We can describe via additional RESOURCES one or more links: 1-we know how to build it but with limitations (everything before the ? is constant and only key=value parameters are possible), 2- we do not know where the link should be placed (on which column), 3- we can describe the associated text, 4- we can describe the type of data returned. The knowledge of the links is given at the end of the stream which can/will force the client to buffer. Finally the client must check that these services descriptors do not use a VO standardID or multiple choice parameters (OPTION).
    <VOTABLE><RESOURCE><RESOURCE type="result"><TABLE>
       <FIELD ID="MAIN_ID" name="MAIN_ID" ucd="meta.id;meta.main" datatype="char" arraysize="*" width="22">
          <DESCRIPTION>Main identifier for an object</DESCRIPTION>
       </FIELD>
       ...
       <FIELD ID="BIBLIST" name="BIBLIST" ucd="meta.bib" datatype="short" width="4">
           <DESCRIPTION>List of Bibcodes</DESCRIPTION>
       </FIELD>
    ...
    <DATA><TABLEDATA>
       <TR>
          <TD>[VV98] J084822.3+274553</TD>
          ...
          <<TD>19</TD>
       </TR>
       ...
    </TABLEDATA></DATA></RESOURCE>

    <RESOURCE type="meta" utype="adhoc:service" name="SimbadMainPage">
       <DESCRIPTION>Link to Simbad main page</DESCRIPTION>
       <PARAM name="accessURL" datatype="char" arraysize="*" value="http://simbad.u-strasbg.fr/simbad/sim-id"/>
       <PARAM name="contentType" datatype="char" arraysize="*" value="text/html"/>
       <GROUP name="inputParams">
           <PARAM name="Ident" datatype="char" arraysize="*" ref="MAIN_ID"/>
           <PARAM name="NbIdent" datatype="char" arraysize="*" value="1"/>
       </GROUP>
    </RESOURCE>

    <RESOURCE type="meta" utype="adhoc:service" name="SimbadBiblio">
       <DESCRIPTION>Link to Simbad biblio</DESCRIPTION>
       <PARAM name="accessURL" datatype="char" arraysize="*" value="http://simbad.u-strasbg.fr/simbad/sim-id"/>
       <PARAM name="contentType" datatype="char" arraysize="*" value="text/html"/>
        <GROUP name="inputParams">
           <PARAM name="bibdisplay" datatype="char" arraysize="*" value="refsum"/>
           <PARAM name="Ident" datatype="char" arraysize="*" ref="MAIN_ID"/>
           <!-- Not possible to describe the end of the URL : #lab_bib  -->
        </GROUP>
    </RESOURCE>

    </RESOURCE>
    </VOTABLE>
Or via the alternative templating possibility proposed in 1.1 datalink discussion (only the last link description is provided - thanks to François Bonnarel for his help)
    ...
    <RESOURCE type="meta" utype="adhoc:service" name="SimbadBiblio">
       <DESCRIPTION>Link to Simbad biblio</DESCRIPTION>
       <PARAM name="accessURL" datatype="char" arraysize="*" value="http://simbad.u-strasbg.fr/simbad/sim-id"/>
       <PARAM name="contentType" datatype="char" arraysize="*" value="text/html"/>
        <GROUP name="inputParams">
           <PARAM name="bibdisplay" datatype="char" arraysize="*" value="refsum"/>
        </GROUP>
        <GROUP name="endpoints" >
           <PARAM name="identifier" utype="template" datatype="char" arraysize="*" ucd="meta.code" value= "Ident={?MAIN_ID*}#lab_bib />
        </GROUP>
    </RESOURCE>
    ...
At the end,  and in the context of basic direct links, from a LINK solution in one code line without using any additional dedicated structure, we had to deploy a solution with additional RESOURCES, nested,  structured, 10 to 15 times more verbose, but who can not do the job completely.

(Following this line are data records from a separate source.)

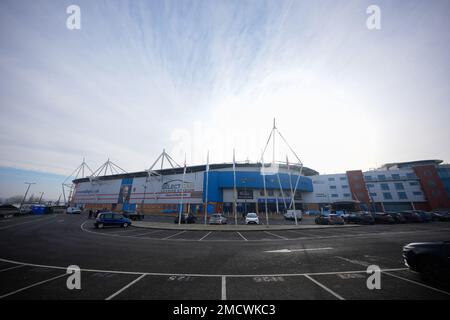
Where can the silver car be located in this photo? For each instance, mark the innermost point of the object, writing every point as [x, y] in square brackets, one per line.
[217, 218]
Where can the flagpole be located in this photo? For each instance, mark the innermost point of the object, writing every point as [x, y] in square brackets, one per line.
[206, 191]
[182, 191]
[234, 187]
[265, 189]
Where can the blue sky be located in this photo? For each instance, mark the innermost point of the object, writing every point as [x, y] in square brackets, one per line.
[190, 76]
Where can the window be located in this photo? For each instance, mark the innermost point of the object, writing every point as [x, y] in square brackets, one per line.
[411, 176]
[399, 186]
[387, 195]
[402, 195]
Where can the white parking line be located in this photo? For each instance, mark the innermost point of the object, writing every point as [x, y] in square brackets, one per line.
[31, 286]
[126, 287]
[142, 234]
[205, 236]
[22, 223]
[224, 288]
[173, 235]
[275, 235]
[11, 268]
[200, 274]
[417, 283]
[241, 236]
[324, 287]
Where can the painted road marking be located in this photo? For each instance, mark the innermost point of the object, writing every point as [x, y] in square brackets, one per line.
[22, 223]
[224, 288]
[275, 235]
[31, 286]
[298, 250]
[142, 234]
[324, 287]
[203, 274]
[126, 287]
[365, 264]
[173, 235]
[205, 236]
[241, 236]
[417, 283]
[11, 268]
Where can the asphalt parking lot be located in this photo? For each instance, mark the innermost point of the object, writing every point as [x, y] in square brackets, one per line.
[138, 263]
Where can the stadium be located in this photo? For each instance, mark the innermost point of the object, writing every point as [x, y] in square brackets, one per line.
[259, 187]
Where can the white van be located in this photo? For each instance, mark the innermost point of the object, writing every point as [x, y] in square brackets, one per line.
[290, 215]
[73, 210]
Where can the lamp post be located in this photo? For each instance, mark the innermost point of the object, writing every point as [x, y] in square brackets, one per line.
[26, 192]
[145, 193]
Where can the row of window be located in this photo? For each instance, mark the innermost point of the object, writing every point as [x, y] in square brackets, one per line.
[394, 176]
[384, 186]
[401, 195]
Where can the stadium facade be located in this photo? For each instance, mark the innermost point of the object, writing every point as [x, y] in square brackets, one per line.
[423, 185]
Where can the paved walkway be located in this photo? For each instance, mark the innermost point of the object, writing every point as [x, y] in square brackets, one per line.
[232, 227]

There are two main issues in addition of the complexity :

    There is no possibility in Datalink to say that this link in associated to this value of this row, on this other link to this other value. Datalink is only row oriented.
    Datalink can only describe key=value parameters URL implying constant values for the root URL (no REST URLs for instance)

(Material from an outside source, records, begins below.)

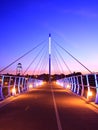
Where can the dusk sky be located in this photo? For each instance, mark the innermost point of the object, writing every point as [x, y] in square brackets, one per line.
[72, 23]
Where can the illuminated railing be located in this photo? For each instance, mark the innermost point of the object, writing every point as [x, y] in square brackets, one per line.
[12, 85]
[83, 85]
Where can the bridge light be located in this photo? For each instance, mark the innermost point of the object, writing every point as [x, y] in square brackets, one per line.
[68, 86]
[89, 94]
[30, 86]
[13, 91]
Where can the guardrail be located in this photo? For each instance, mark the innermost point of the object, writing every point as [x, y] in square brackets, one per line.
[12, 85]
[83, 85]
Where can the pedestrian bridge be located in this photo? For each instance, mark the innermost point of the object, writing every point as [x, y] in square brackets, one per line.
[48, 107]
[29, 103]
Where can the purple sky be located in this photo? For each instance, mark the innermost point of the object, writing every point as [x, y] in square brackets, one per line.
[72, 23]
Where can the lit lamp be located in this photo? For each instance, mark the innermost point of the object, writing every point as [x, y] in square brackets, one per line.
[89, 95]
[30, 86]
[13, 91]
[68, 86]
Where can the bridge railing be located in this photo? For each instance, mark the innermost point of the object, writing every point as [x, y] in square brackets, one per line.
[12, 85]
[83, 85]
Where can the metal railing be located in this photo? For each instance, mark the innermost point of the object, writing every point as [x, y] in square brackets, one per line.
[12, 85]
[83, 85]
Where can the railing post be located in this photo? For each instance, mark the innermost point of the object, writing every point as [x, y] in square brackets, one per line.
[74, 85]
[1, 87]
[78, 85]
[19, 84]
[87, 85]
[82, 86]
[96, 83]
[9, 84]
[22, 84]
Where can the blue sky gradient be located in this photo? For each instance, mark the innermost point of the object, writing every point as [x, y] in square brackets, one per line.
[72, 23]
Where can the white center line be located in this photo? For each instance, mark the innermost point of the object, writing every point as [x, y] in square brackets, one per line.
[56, 111]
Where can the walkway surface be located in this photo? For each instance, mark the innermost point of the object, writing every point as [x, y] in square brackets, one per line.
[48, 107]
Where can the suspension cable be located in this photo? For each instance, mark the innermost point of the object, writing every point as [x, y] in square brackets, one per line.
[73, 57]
[33, 60]
[22, 56]
[63, 60]
[38, 63]
[57, 59]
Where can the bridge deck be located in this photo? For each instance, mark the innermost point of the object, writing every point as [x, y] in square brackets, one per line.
[47, 108]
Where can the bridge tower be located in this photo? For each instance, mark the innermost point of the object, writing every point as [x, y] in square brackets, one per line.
[49, 58]
[19, 69]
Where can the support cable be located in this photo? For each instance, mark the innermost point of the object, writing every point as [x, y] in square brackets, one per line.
[43, 64]
[59, 63]
[63, 60]
[73, 57]
[38, 63]
[22, 56]
[33, 60]
[56, 62]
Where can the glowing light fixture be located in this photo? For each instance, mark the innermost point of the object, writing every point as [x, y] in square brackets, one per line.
[30, 86]
[68, 86]
[89, 94]
[13, 91]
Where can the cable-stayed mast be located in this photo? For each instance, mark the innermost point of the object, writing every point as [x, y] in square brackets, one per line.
[49, 58]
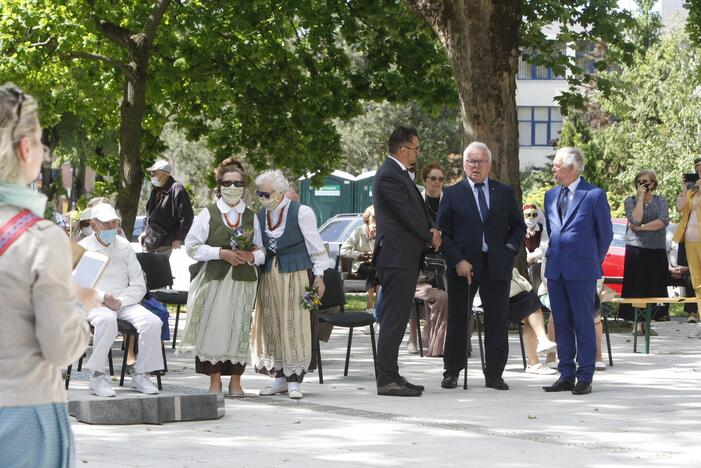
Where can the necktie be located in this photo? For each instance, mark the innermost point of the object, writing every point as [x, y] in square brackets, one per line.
[482, 200]
[563, 203]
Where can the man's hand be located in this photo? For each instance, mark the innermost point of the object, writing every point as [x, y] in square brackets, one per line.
[319, 285]
[112, 302]
[436, 242]
[464, 269]
[231, 257]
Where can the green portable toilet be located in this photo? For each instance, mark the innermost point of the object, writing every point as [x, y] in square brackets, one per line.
[334, 195]
[363, 191]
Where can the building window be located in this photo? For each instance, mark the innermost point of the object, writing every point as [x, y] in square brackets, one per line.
[538, 126]
[530, 71]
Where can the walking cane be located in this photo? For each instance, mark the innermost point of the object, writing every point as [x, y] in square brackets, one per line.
[467, 341]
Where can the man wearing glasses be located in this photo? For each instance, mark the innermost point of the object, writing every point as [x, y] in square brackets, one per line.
[404, 232]
[169, 211]
[482, 230]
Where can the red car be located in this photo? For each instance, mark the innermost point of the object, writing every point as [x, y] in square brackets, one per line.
[615, 257]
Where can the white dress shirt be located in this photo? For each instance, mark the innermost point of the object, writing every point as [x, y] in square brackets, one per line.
[196, 240]
[122, 277]
[475, 192]
[307, 224]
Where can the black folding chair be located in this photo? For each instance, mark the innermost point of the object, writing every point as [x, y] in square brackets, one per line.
[159, 282]
[335, 297]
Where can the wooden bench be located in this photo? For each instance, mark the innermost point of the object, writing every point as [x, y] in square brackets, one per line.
[645, 306]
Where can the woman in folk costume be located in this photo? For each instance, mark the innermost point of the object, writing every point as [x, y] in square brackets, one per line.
[282, 338]
[226, 238]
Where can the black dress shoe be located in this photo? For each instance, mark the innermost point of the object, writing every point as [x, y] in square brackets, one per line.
[450, 381]
[406, 383]
[560, 386]
[496, 383]
[396, 389]
[582, 388]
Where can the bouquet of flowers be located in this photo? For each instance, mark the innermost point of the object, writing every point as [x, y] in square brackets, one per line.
[311, 300]
[242, 239]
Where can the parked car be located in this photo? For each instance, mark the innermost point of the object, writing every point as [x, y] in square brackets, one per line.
[615, 257]
[337, 229]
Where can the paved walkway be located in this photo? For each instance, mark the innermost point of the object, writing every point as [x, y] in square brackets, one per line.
[644, 411]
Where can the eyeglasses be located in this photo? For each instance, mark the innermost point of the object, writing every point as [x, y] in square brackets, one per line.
[229, 183]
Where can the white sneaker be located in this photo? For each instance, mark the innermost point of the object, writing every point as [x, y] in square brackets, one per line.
[100, 386]
[540, 369]
[412, 348]
[546, 346]
[274, 389]
[294, 391]
[143, 384]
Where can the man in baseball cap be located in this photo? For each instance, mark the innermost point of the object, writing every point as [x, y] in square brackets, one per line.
[169, 211]
[120, 290]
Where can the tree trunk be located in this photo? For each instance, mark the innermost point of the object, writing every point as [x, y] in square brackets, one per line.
[131, 176]
[480, 38]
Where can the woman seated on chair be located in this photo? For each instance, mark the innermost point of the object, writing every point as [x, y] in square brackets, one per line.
[359, 246]
[226, 238]
[525, 308]
[282, 334]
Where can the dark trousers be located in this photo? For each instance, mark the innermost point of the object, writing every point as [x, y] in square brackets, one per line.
[573, 310]
[495, 302]
[398, 287]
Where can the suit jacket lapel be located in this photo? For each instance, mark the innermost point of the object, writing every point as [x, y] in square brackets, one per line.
[576, 200]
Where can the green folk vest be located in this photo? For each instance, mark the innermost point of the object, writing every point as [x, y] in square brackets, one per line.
[220, 236]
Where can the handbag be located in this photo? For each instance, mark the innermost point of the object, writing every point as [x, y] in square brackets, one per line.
[154, 236]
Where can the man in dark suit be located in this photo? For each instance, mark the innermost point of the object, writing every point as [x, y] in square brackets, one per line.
[404, 232]
[482, 229]
[578, 219]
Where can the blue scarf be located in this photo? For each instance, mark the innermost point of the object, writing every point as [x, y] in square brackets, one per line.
[24, 197]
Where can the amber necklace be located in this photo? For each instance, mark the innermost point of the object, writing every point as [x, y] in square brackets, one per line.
[228, 222]
[271, 228]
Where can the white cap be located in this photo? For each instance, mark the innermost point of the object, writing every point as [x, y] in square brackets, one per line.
[104, 212]
[85, 215]
[161, 165]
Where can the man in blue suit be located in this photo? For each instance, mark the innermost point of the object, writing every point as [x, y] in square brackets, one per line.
[482, 228]
[578, 220]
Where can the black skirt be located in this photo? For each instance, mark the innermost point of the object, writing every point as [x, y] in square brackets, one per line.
[522, 305]
[644, 275]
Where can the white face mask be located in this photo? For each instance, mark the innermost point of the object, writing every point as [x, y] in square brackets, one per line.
[231, 195]
[272, 202]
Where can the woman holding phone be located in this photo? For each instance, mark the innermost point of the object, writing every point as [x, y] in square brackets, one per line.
[43, 329]
[645, 267]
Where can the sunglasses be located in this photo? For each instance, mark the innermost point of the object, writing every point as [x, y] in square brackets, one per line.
[229, 183]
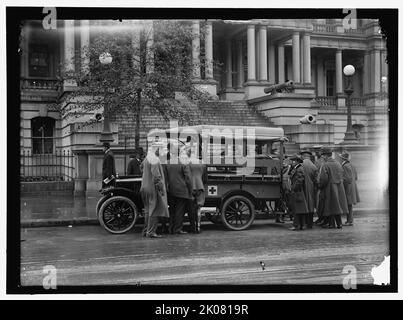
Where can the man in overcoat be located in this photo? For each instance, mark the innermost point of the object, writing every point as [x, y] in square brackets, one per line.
[311, 173]
[350, 185]
[297, 196]
[331, 184]
[153, 192]
[108, 166]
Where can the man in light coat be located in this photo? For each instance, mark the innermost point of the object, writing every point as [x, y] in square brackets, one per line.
[311, 173]
[350, 185]
[179, 184]
[153, 192]
[108, 167]
[331, 184]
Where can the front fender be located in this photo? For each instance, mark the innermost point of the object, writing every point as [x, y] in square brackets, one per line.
[119, 191]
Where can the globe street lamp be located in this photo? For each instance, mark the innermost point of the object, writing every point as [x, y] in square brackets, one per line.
[106, 135]
[349, 136]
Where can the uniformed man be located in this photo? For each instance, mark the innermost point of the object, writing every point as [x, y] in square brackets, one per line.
[331, 184]
[297, 196]
[108, 166]
[311, 173]
[350, 185]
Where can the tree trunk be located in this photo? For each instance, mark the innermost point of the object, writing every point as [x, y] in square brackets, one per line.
[138, 119]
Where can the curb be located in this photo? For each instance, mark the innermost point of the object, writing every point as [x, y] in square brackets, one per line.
[35, 223]
[58, 222]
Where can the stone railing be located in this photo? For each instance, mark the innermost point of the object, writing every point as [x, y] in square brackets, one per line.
[358, 102]
[333, 28]
[326, 101]
[324, 28]
[40, 84]
[356, 31]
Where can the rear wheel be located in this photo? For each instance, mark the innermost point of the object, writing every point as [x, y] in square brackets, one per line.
[118, 214]
[238, 213]
[214, 216]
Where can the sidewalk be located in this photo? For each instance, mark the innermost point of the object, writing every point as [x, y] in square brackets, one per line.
[65, 210]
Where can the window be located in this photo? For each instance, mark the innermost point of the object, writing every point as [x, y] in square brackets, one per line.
[39, 61]
[330, 83]
[42, 135]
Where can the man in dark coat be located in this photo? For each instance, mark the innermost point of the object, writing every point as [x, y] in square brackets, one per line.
[133, 167]
[198, 172]
[350, 185]
[108, 166]
[297, 195]
[311, 173]
[331, 184]
[179, 185]
[320, 197]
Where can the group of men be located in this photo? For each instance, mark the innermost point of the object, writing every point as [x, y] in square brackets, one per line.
[172, 189]
[327, 187]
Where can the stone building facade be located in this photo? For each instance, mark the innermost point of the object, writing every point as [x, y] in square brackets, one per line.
[241, 59]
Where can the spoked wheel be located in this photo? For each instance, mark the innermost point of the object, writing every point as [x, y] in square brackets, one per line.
[99, 204]
[118, 214]
[238, 213]
[214, 216]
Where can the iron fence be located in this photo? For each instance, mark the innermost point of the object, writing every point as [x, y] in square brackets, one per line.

My reaction is it will not be easy to sell this Datalink alternative, and the risk of writing/parsing errors will be proportionate to this complexity.

As far as I understood and after my exercise, I would tend to think that Datalink can not/should not replace the use of basic LINK - with or without templating - and probably each method will keep its niche:  the basic LINK for direct links associated with the values of a column, the Datalink for lists of links with descriptions, SODA and more for each line result. I'm afraid that if we do not keep the classic LINK usage, we'll just see Aladin Desktop's links disappear (as it was occured  for the NED results for example).

Feel free to react to this open discussion, maybe only is the DAL mailing list for avoiding dupplications.

Best regards
Pierre Fernique

---

PS. FYI, here is the list of clients and data providers who currently use - to my knowledge - the LINK (with or without templating). To my knowledge, none of them has had any inclination in these last 4 years to move to Datalink1.0 alternative for basic direct links (except Aladin Desktop).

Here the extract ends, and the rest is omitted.